Suppose that determinism is true. Then determinism guarantees that scientists will believe the hypotheses they do believe them whether they're true or not. If determinism guarantees that each person believes what he does believe whether his belief is true or not, why should I trust any scientist's scientific judgment any more than I trust my own scientific judgment when he and I draw opposite conclusions under the same conditions? On the same supposition, deterministic factors force him to believe what he believes, the same factors force me to believe the opposite conclusion. They may even guarantee that no one can know whether either conclusion is true. Sometimes science undermines its own credibility with its own theories.
That's why scientists need to know some philosophy because they need to reason about truths that are more general than scientific ones. Richard Weaver writes:
The theory of empiricism is plausible because it assumes that accuracy about small matters prepares the way for valid judgment about large ones. What happens, however, is that the judgments are never made. The pedantic empiricist, buried in his little province of phenomena, imagines that fidelity to it exempts him from concern with larger aspects of reality-in the case of science, from consideration of whether there is reality other than matter (Weaver 60)

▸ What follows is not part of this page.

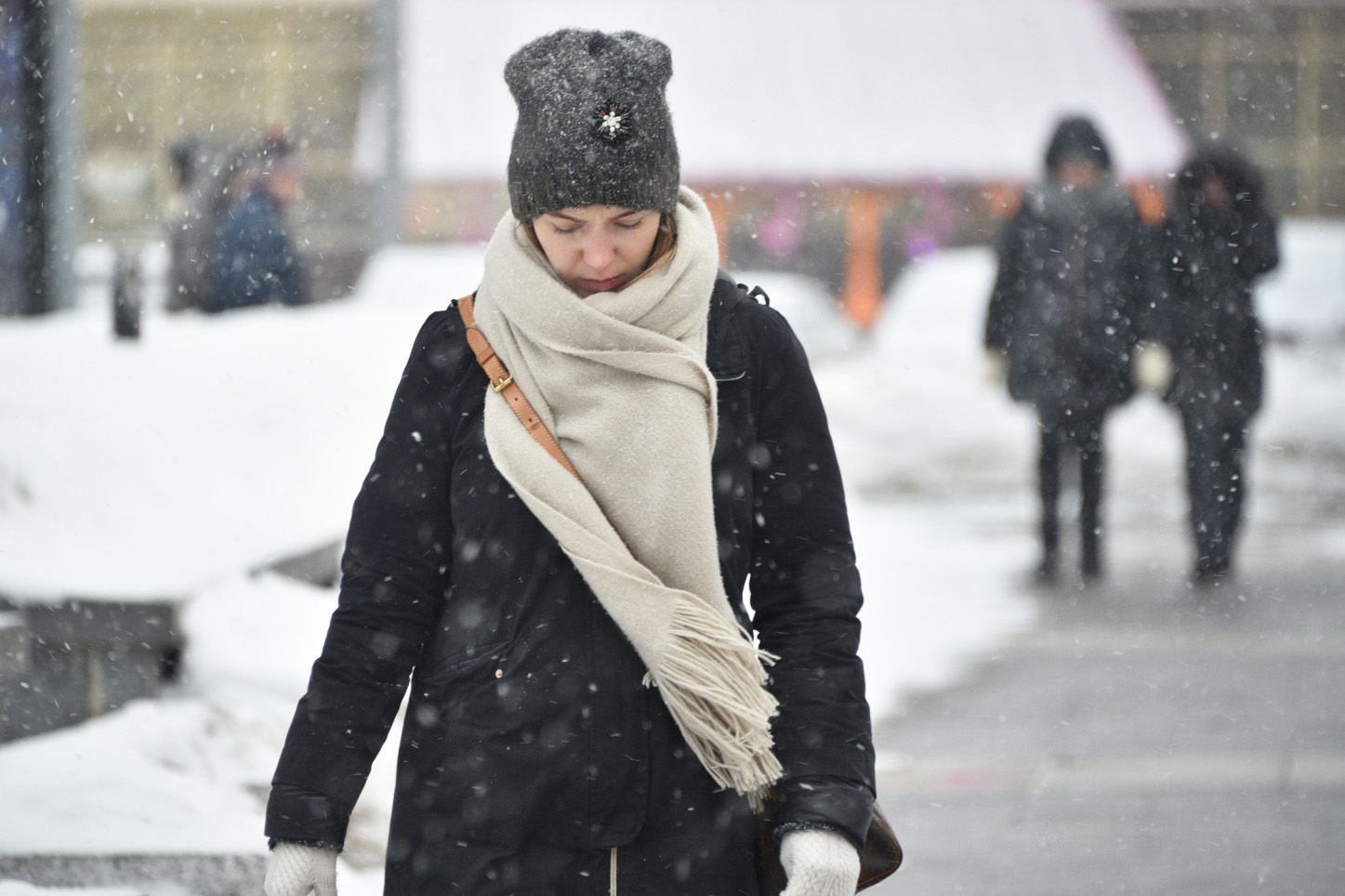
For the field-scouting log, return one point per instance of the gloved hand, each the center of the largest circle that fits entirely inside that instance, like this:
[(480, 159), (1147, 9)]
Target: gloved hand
[(996, 367), (1153, 367), (297, 869), (818, 863)]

Weaver believes that sensory experience is only an indirect source of knowledge because we need to know first principles before we can know any other truths. For him, we abstract from particular objects, too. So I think he would he would agree with St. Thomas Aquinas and me. For the saint and me, people abstract completely general ideas from what experience tells us. After you experience enough trees, you'll know what all trees have in common that distinguishes them from every other kind of object. You'll know an essence. You'll discover what you might call "tree-ness," and tree-ness is what you describe in a real definition, a definition that defines a thing rather than a word.
Weaver, Richard M.
Ideas Have Consequences. Chicago: University of Chicago Press, 1948.